The recommendation of Sergei Witte, the then Minister of Finance of the Russian Empire in 1896, was director of the branch of the State Bank of the Russian Empire in Kiev. Branch of directed until 1918. One of his achievements was the construction of the new headquarters branch, opened in 1905 (now the headquarters of the National Bank of Ukraine). In the state controller Fedir Lyzohub government (from 3 May to 24 October 1918). After the declaration of Pavlo Skoropadsky Hetman of a federal state relationship with Russia, November 14, 1918, appointed to the post of Minister of Foreign Affairs in the Serhiy Gerbel government, a function held to fall as a result of the Ukrainian State directed against him rise and take power by the Directorate (14 December 1918).

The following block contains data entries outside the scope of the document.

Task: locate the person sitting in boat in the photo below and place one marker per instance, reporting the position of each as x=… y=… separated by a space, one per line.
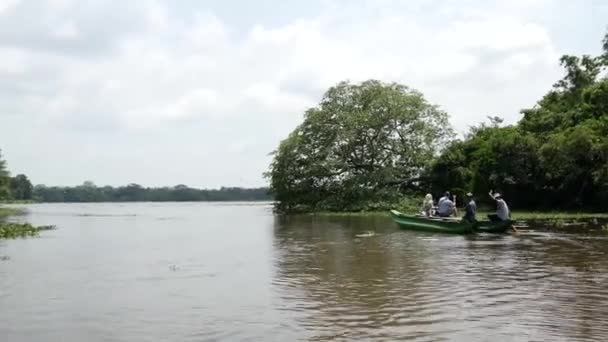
x=428 y=206
x=446 y=196
x=470 y=211
x=502 y=209
x=445 y=207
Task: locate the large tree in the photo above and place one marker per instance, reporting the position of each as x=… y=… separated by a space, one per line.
x=357 y=147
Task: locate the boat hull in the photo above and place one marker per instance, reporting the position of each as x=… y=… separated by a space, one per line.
x=447 y=225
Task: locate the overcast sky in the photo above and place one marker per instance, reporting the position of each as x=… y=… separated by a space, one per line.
x=199 y=92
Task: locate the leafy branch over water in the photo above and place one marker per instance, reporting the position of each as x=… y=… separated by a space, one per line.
x=17 y=230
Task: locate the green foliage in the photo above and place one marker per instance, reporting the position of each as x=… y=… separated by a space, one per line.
x=88 y=192
x=21 y=188
x=4 y=179
x=17 y=230
x=556 y=157
x=357 y=148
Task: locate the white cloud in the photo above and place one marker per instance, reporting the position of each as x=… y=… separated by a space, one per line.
x=145 y=68
x=6 y=5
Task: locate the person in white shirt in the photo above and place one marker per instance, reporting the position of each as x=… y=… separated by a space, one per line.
x=446 y=196
x=445 y=206
x=428 y=206
x=502 y=209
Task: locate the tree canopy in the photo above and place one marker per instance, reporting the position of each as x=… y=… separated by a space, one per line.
x=357 y=147
x=555 y=157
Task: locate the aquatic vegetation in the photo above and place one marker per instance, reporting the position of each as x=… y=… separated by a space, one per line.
x=17 y=230
x=4 y=211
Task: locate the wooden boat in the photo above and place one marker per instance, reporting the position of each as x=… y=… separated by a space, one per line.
x=448 y=225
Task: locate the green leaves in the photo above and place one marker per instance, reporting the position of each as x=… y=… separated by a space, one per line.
x=356 y=147
x=557 y=156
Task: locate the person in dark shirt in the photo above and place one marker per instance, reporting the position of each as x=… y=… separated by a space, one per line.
x=470 y=214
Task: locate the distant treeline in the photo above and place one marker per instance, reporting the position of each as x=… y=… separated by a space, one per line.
x=88 y=192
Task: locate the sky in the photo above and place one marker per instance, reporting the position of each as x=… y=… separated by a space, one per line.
x=200 y=92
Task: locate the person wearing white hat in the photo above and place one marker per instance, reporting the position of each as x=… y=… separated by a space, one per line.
x=470 y=209
x=502 y=209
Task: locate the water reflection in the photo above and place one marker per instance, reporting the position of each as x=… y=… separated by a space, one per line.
x=407 y=285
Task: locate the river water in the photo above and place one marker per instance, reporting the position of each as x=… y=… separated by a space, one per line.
x=211 y=271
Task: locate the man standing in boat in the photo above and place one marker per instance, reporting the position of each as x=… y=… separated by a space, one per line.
x=470 y=210
x=502 y=209
x=445 y=206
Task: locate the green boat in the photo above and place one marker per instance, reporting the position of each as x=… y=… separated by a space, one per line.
x=448 y=225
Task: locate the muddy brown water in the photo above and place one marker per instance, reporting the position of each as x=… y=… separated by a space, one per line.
x=213 y=271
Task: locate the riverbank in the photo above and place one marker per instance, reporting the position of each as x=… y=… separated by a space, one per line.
x=10 y=230
x=529 y=219
x=516 y=215
x=10 y=211
x=17 y=230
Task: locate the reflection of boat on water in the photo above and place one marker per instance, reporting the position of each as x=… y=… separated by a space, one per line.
x=448 y=225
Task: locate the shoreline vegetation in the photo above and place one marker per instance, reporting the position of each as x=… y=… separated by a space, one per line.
x=11 y=230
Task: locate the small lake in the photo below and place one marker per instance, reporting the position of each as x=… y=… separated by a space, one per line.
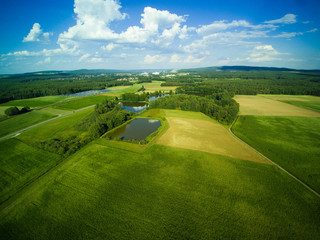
x=138 y=129
x=134 y=106
x=86 y=93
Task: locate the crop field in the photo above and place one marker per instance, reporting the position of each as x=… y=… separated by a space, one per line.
x=62 y=127
x=81 y=102
x=134 y=88
x=35 y=102
x=22 y=121
x=104 y=192
x=19 y=164
x=292 y=142
x=264 y=106
x=196 y=131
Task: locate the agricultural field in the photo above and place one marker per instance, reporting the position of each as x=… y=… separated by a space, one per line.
x=105 y=192
x=21 y=163
x=196 y=131
x=35 y=102
x=156 y=86
x=81 y=102
x=265 y=106
x=22 y=121
x=292 y=142
x=123 y=89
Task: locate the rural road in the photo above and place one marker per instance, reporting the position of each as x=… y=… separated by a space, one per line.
x=275 y=164
x=44 y=122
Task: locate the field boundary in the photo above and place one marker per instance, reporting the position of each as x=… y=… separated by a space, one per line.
x=275 y=164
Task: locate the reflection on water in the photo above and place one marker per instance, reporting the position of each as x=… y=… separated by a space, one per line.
x=138 y=129
x=85 y=93
x=134 y=106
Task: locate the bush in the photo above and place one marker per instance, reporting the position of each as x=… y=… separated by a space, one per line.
x=12 y=111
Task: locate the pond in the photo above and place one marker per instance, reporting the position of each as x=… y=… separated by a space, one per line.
x=137 y=129
x=134 y=106
x=86 y=93
x=155 y=98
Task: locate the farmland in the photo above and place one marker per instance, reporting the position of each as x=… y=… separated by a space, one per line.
x=193 y=180
x=199 y=132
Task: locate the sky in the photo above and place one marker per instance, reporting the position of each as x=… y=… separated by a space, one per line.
x=40 y=35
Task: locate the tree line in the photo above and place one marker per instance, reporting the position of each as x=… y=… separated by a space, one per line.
x=219 y=106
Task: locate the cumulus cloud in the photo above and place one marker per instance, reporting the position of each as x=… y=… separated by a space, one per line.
x=286 y=19
x=313 y=30
x=154 y=59
x=36 y=34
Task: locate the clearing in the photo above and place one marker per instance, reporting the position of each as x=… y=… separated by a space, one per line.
x=264 y=106
x=196 y=131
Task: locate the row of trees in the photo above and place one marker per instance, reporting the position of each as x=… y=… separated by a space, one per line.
x=107 y=115
x=220 y=107
x=15 y=111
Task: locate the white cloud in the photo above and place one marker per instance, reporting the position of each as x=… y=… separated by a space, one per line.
x=288 y=35
x=313 y=30
x=109 y=47
x=175 y=58
x=36 y=35
x=263 y=53
x=286 y=19
x=84 y=57
x=45 y=61
x=154 y=59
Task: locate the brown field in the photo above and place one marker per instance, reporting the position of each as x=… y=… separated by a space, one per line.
x=203 y=134
x=263 y=105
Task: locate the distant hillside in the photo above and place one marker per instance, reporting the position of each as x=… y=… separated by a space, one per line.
x=245 y=69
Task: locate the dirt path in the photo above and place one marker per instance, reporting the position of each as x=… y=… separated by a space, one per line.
x=275 y=164
x=44 y=122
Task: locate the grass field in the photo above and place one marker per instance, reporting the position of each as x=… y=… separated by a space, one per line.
x=196 y=131
x=265 y=106
x=19 y=164
x=35 y=102
x=292 y=142
x=62 y=127
x=104 y=192
x=132 y=89
x=22 y=121
x=81 y=102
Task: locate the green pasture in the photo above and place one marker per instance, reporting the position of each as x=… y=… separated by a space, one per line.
x=292 y=142
x=22 y=121
x=311 y=105
x=60 y=128
x=20 y=163
x=105 y=192
x=134 y=88
x=81 y=102
x=35 y=102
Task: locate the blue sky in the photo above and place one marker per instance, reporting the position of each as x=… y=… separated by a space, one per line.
x=42 y=35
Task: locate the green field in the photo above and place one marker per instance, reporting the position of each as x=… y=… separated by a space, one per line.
x=132 y=89
x=312 y=105
x=81 y=102
x=22 y=121
x=292 y=142
x=62 y=127
x=21 y=163
x=104 y=192
x=35 y=102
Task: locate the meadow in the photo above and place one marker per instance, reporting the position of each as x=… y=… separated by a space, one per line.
x=21 y=163
x=21 y=121
x=263 y=105
x=105 y=192
x=35 y=102
x=292 y=142
x=196 y=131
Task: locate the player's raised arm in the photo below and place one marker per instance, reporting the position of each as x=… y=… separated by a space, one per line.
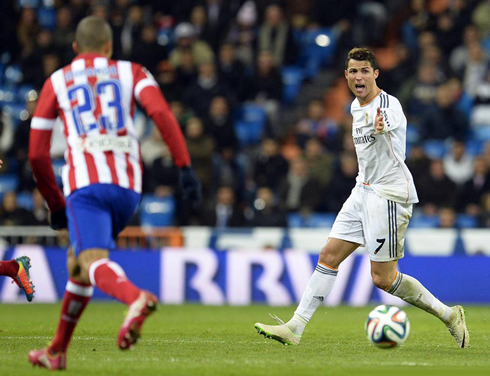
x=151 y=99
x=39 y=144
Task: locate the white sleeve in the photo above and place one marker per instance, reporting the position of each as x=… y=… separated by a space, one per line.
x=393 y=115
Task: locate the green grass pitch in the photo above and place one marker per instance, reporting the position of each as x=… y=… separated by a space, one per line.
x=203 y=340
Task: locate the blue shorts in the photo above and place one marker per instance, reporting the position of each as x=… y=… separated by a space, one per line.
x=97 y=214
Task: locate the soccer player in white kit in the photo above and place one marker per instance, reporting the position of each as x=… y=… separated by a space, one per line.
x=377 y=212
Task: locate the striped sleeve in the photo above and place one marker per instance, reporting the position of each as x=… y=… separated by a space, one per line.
x=39 y=144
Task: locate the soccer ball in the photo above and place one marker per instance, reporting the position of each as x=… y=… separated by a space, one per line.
x=387 y=326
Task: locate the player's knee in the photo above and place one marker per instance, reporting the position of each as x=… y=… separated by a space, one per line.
x=328 y=257
x=381 y=281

After the fall of Hetmanatu went to Odessa, published in the newspaper Odesa lyst. Emigrated to the Kingdom of SHS, taught history at the University of Belgrade Faculty of Philology. He died in Belgrade. Part of his legacy is in the department of manuscripts of the National Library of Ukraine.

== Publications ==
- "The fate of Ireland", Odessa, 1887
- "Foreign Policy of Napoleon III", Odessa, 1885.